Three friends are dancing in a Toronto gay club: Sarah, Curtis, and me. Sarah’s here

for the dancing. She’s the straightest of our trio. And Curtis, too, is here for the dancing, but

he wouldn’t mind a casual encounter. I’m not here for the dancing. (I won’t say I’m

desperate. I’ll leave that up to you.) But focus on the club! Everything is happening here. It’s

happening on stairs, around corners, behind pillars. Boys are mingling upstairs, pissing in

the basement, snogging on the dance floor. The boys are ghosts—a mass of flailing

shadows, divided into silhouettes by unnatural lights. Blue and green lasers. Flashes of

strobe. Faces appear for moments. Lights flutter through the smoke. Tonight is a series of

Polaroid snapshots. Things happen suddenly, but fade in slowly—from black, from nothing,

for who knows what reason.

Who knows where my friends are. Three people are dancing in a circle: a boy in

suspenders, a boy in stripes, and me. Suspenders is attractive. Stripes and I are both aware.

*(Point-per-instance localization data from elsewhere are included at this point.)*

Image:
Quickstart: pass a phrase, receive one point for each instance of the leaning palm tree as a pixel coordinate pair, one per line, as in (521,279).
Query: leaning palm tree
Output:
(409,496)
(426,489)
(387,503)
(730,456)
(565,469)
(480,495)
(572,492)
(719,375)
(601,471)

We look at each other. We both want to make a move. Neither does. Oh, look. There’s Curtis.

He’s kissing a boy in polka-dots.

Suspenders and Stripes are gone.

I walk upstairs to the bar. “Can I get a vodka lemonade?” Back downstairs, back to

the dance floor. Curtis is still with Polka-Dots. Jesus, look at their necks. Think of the bruises

they’ll have in the morning. Back upstairs, back to the bar. “One shot of Fireball.” I glance

downstairs. He’s still with Polka-Dots. “Make that two.”

I turn around. I’m dancing with Suspenders. Tomorrow, Sarah and Curtis will tell me

they were stunned. Tonight, I’m making out with Suspenders. We take turns pulling away.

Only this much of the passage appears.